The overall design of the application does not change very much from the design shown in Chapter 9. But we must take into account a few considerations before implementing the optimization features. These considerations deal with the implementation of the increased user responsiveness of the GUI. Before we start making design decisions, let's look at some background information about performance optimizations.
10.3.1 Performance Optimization Options
There are several possibilities for improving the overall performance of an application. These opportunities for performance optimizations can be divided into six categories:
To optimize the photo editor application, we try to address as many of the six categories as possible. To optimize utilization, we make sure that the compiler uses optimizations that generate efficient code. To improve efficiency, we will use the data we collected using the profiling tool. We have identified a hot spot of inefficient execution resulting from the use of the Get- and SetPixel methods of GDI+.

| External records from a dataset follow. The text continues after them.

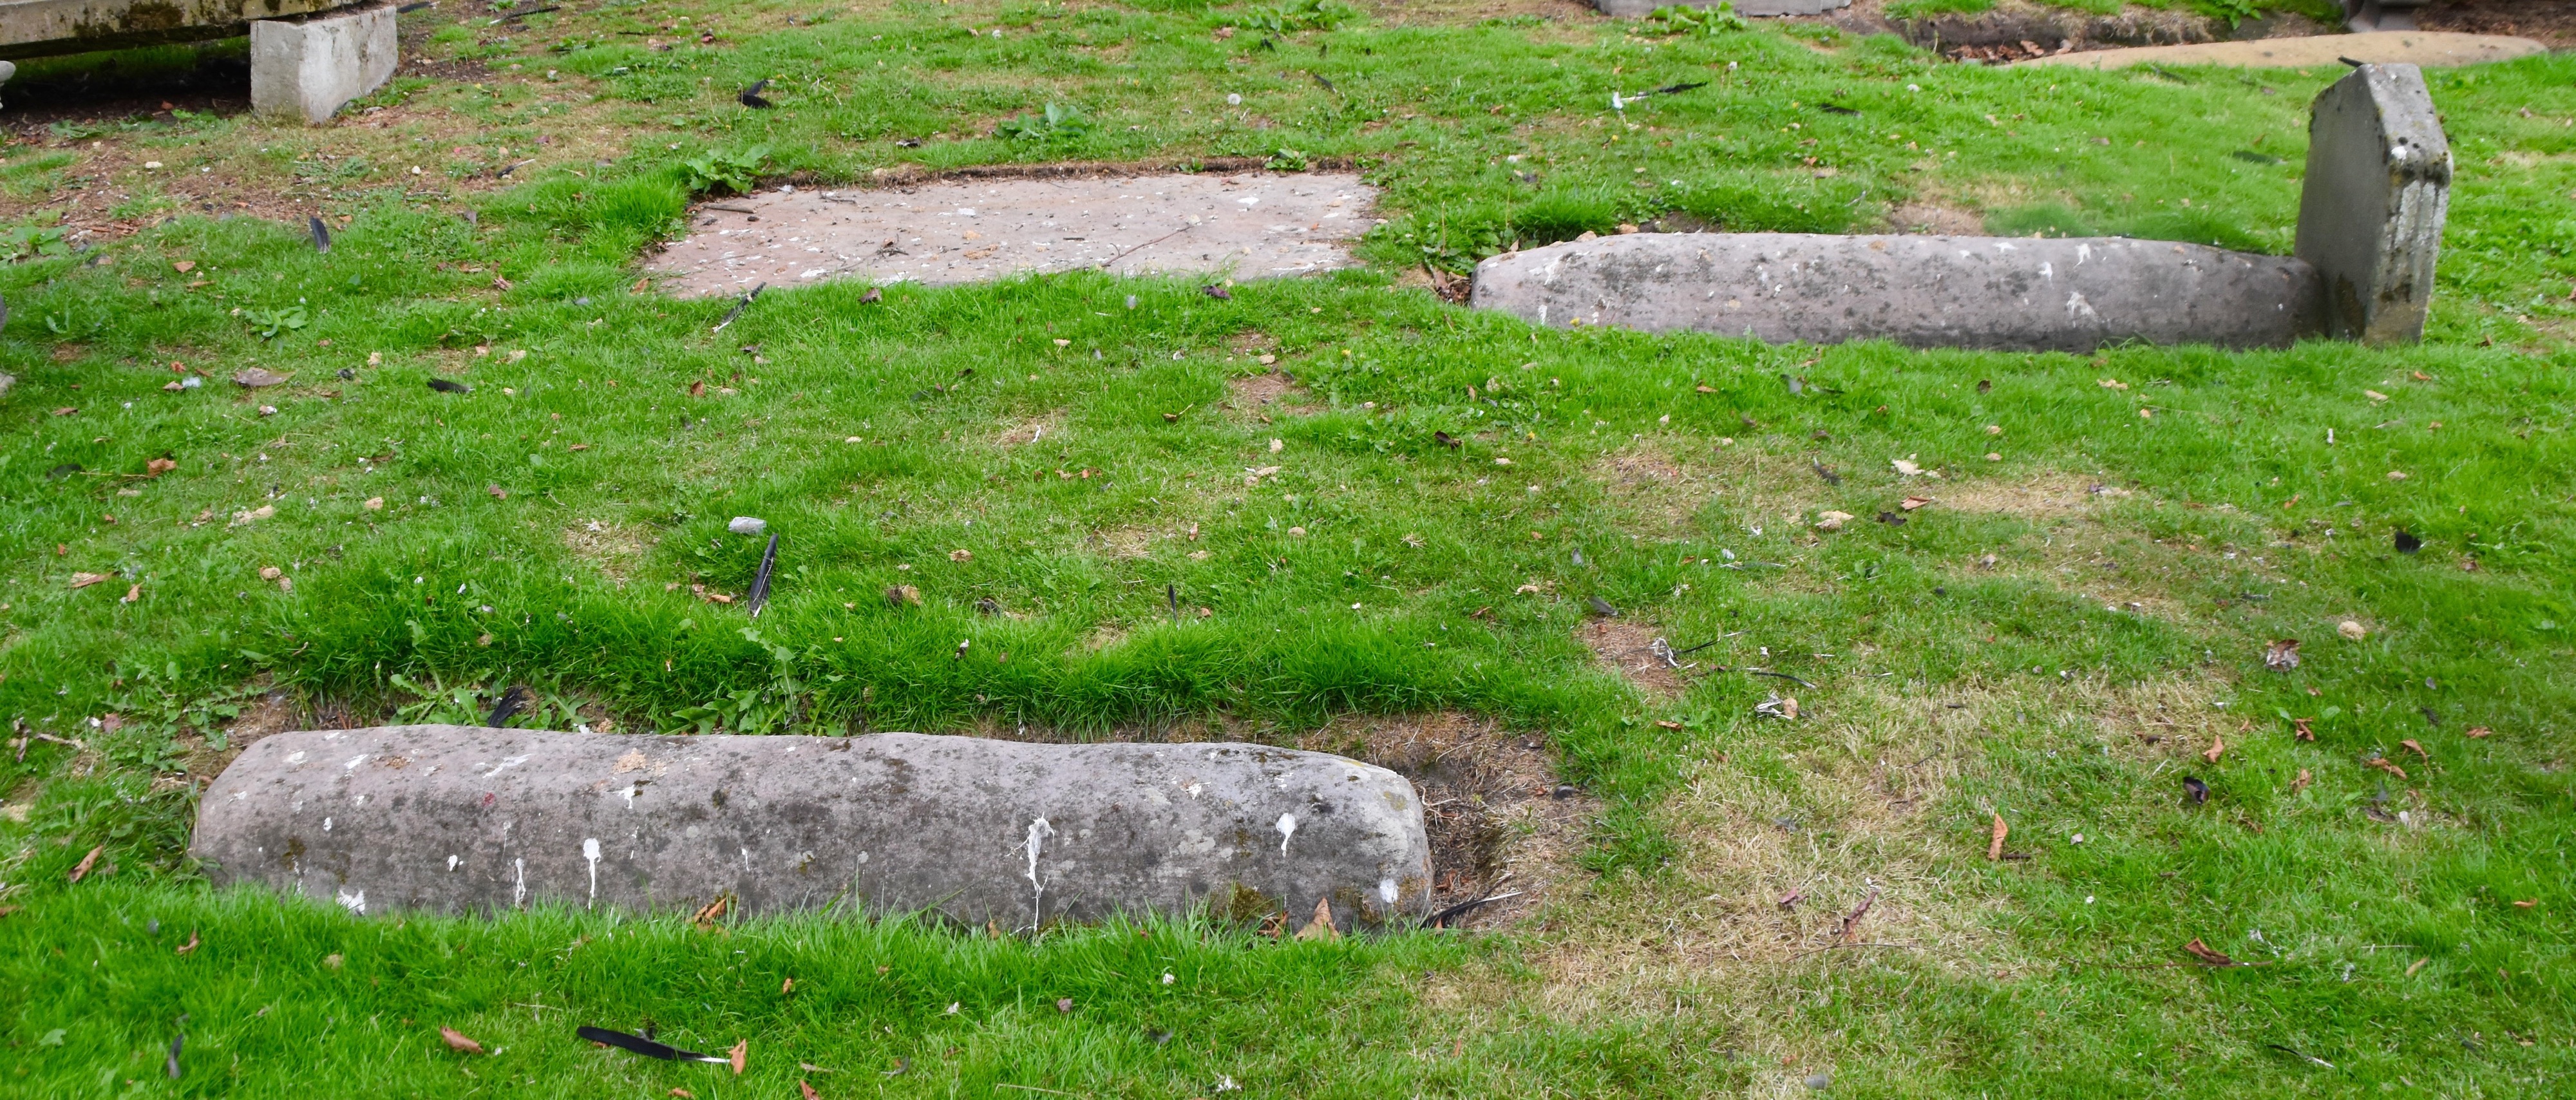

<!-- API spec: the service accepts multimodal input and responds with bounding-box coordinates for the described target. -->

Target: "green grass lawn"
[1,1,2572,1094]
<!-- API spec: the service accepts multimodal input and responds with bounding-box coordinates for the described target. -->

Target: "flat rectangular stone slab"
[647,172,1374,298]
[192,727,1432,930]
[1470,232,2322,352]
[0,0,357,59]
[2016,30,2544,70]
[1592,0,1848,17]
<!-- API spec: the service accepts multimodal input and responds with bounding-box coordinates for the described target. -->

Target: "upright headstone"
[250,1,398,125]
[2295,63,2450,345]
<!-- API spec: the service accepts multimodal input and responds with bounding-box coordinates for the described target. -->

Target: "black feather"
[2183,776,2210,805]
[1434,430,1461,450]
[395,1,431,12]
[712,283,765,333]
[744,533,779,617]
[428,379,472,394]
[1817,102,1859,115]
[308,216,332,254]
[576,1025,726,1063]
[1586,595,1619,618]
[486,685,530,729]
[2392,529,2421,554]
[739,79,773,108]
[166,1032,183,1079]
[1812,461,1840,486]
[1200,284,1232,300]
[1311,72,1335,93]
[1649,81,1708,97]
[1167,583,1180,623]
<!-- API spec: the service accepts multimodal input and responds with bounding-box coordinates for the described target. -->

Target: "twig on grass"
[1097,224,1194,271]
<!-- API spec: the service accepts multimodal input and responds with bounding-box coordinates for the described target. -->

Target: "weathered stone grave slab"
[1592,0,1848,18]
[647,173,1375,297]
[2295,62,2448,344]
[1470,233,2321,352]
[193,727,1432,930]
[1471,62,2449,352]
[2017,30,2543,70]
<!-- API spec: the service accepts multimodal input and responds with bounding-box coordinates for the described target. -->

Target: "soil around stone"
[647,171,1377,298]
[2422,0,2576,48]
[1295,713,1594,931]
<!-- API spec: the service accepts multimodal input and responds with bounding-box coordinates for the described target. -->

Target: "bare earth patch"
[1294,712,1593,931]
[564,520,653,583]
[647,172,1377,298]
[1224,370,1313,417]
[1887,202,1985,236]
[1580,616,1689,694]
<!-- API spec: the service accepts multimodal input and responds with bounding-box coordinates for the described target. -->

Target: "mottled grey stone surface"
[2295,63,2449,345]
[0,0,356,59]
[1593,0,1848,17]
[1470,232,2322,352]
[194,727,1433,929]
[249,1,396,125]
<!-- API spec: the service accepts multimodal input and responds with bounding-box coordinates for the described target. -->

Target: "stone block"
[1469,233,2321,352]
[2295,63,2449,345]
[250,1,395,125]
[1592,0,1848,19]
[192,727,1434,930]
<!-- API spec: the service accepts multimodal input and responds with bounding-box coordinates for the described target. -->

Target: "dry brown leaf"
[1654,720,1681,730]
[1695,384,1717,394]
[2263,639,2301,670]
[122,584,140,603]
[2290,768,2313,793]
[2292,717,2316,742]
[2406,958,2429,977]
[1890,457,1924,477]
[670,1090,695,1099]
[2512,899,2539,909]
[2098,378,2129,390]
[2202,734,2225,764]
[440,1027,486,1055]
[949,549,972,562]
[1837,886,1880,943]
[1987,813,2008,861]
[728,1039,747,1076]
[781,976,795,996]
[1900,496,1933,511]
[1294,896,1339,942]
[70,572,113,589]
[2465,726,2492,739]
[2365,757,2409,781]
[689,380,707,397]
[2183,938,2244,966]
[1813,510,1853,531]
[800,1082,820,1100]
[68,845,102,883]
[2399,739,2429,761]
[146,458,177,477]
[692,893,732,931]
[175,929,199,955]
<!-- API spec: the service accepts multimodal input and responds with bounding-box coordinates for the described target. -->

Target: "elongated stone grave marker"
[193,727,1433,930]
[1470,64,2450,352]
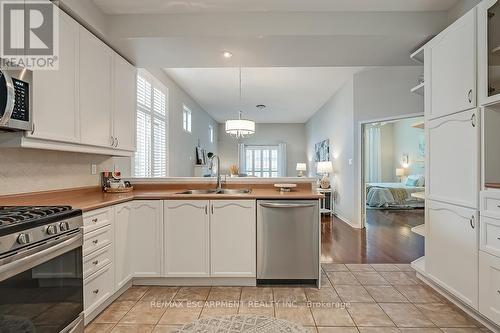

Another aspect we keep in mind is to reduce latency, or slow GUI response, within the application. In addition, we will try to increase the concurrency of the application. Unfortunately, we cannot improve through put very much because that is usually done by using multiple processors. But we have no influence over the hardware users are running, and it would not be acceptable to restrict the application to run only on dual-processor machines. Last but not least, we will try to eliminate bottlenecks as we improve the application's performance.
Now that we know what we are intending to improve, we need to have some knowledge of how these improvements can be implemented.
10.3.2 Multithreading and Symmetric Multiprocessing
When talking about performance optimizations, we often mention multithreading and symmetric multiprocessing (SMP). It is no different in the case of the photo editor application.
Symmetric multiprocessing refers to the hardware of a system. If a system has more than one microprocessor available, then we talk about SMP. Each CPU executes a distinct set of program threads. The operating system is responsible for scheduling the tasks for each processor. SMP improves the throughput of a system.
Multithreading is a software construct that allows for parallel execution of software. Each thread has its own call stack and CPU state, but threads share memory with the process they are bound to. Multithreading programming is used to improve concurrency, reduce latency, and improve throughput.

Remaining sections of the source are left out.